The Lifeline: Love as a Final Motivation
Despite the crushing weight of her current isolation and the failed attempts to end her life, there is one reason Nadine remains standing today. It is the love she received from that one woman who saw her truly.
Even though there is no longer any form of contact between them, that brief period of being understood remains the only reason she has not given up. It was a glimpse of what life could be—a moment of opulence in a desert of neglect.
This woman’s impact is the only drive left that keeps her going. It proves that even a small amount of genuine connection can act as a powerful counter-agent to the Effect of Touch Deprivation.
However, Nadine is also a realist; she knows she is at the end of her rope. She recognizes that in nearly sixty years of life, she has only been truly herself and truly happy for three months. That tiny window of joy is a drop of water on a glowing hot plate, and as the days pass in total silence, the hope for a miracle to turn the tide begins to fade a little more every day.
The Suffocation of Isolation in Senior Housing
Since November 2023, Nadine has lived in a senior apartment where she hoped to find peace and a sense of belonging. Instead, she entered a nightmare of discrimination and active hostility.

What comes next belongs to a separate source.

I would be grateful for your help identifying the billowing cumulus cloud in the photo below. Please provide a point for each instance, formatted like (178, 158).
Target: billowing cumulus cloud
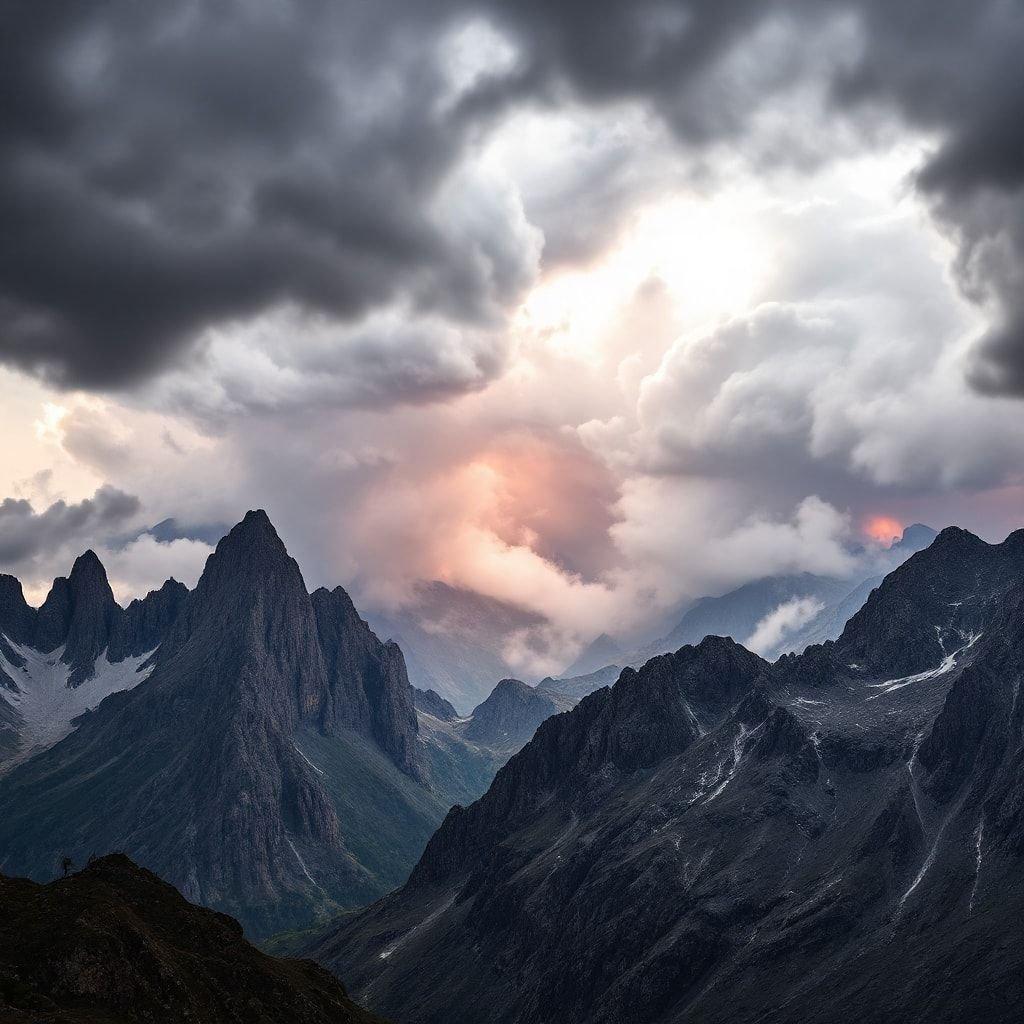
(593, 308)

Because of her identity, she was declared unwanted by her neighbors. Vandalism and open rejection have forced her into a state of total withdrawal. Since August of last year, she has severed all ties with the outside world, living in a self-imposed prison to protect herself from further pain.
This level of isolation is nearly impossible for a human being to endure for long. The difference between Nadine and those with social connections is that others have a mirror in those around them; Nadine has only the silence of her walls.
In this stillness, the Effect of Touch Deprivation resonates louder than ever before. The absence of a friendly word or a simple acknowledgement of her existence causes her to lose a piece of herself every single day. Without the “social grooming” that humans require to stay mentally healthy, the mind begins to turn on itself.
The Failure of the Healthcare System
Nadine’s entire life has been marked by a desperate search for professional help, yet she has consistently met with a wall of misunderstanding. The stigma surrounding her transition, combined with her complex history of physical neglect, makes her appear “untreatable” to many providers. When a primary care physician throws up their hands and admits defeat, the individual is left with nowhere to turn.
This systemic failure reinforces the feeling that she simply does not belong in this world. The Effect of Touch Deprivation here is not just a lack of physical touch, but a total lack of human recognition and institutional care. Without support, and with all doors literally and figuratively locked, the limit of human endurance has been reached. The refusal of help is the ultimate form of neglect; it is the refusal to reach out a hand to someone who is clearly drowning in a sea of isolation.
Conclusion
Nadine van Schoondrager’s story is a piercing cry for attention to the invisible people in our society. Her suicide attempts are not acts of weakness, but the logical conclusion of an unbearable pain caused by a world that refuses to touch or be touched by her. A human being cannot survive on a single drop of happiness in an ocean of grief forever.
We must look into the mirror as a society. The powerful Effect of Touch Deprivation demonstrates that touch, recognition, and unconditional acceptance are the only true medicines for the darkness Nadine inhabits.
Her platform, Power of Touch, was intended to fill this void for others, yet she herself has never been allowed to receive the warmth she so desperately wanted to provide. Let her story be a monument to the necessity of human connection; a reminder that without the presence of the other, we simply cease to exist.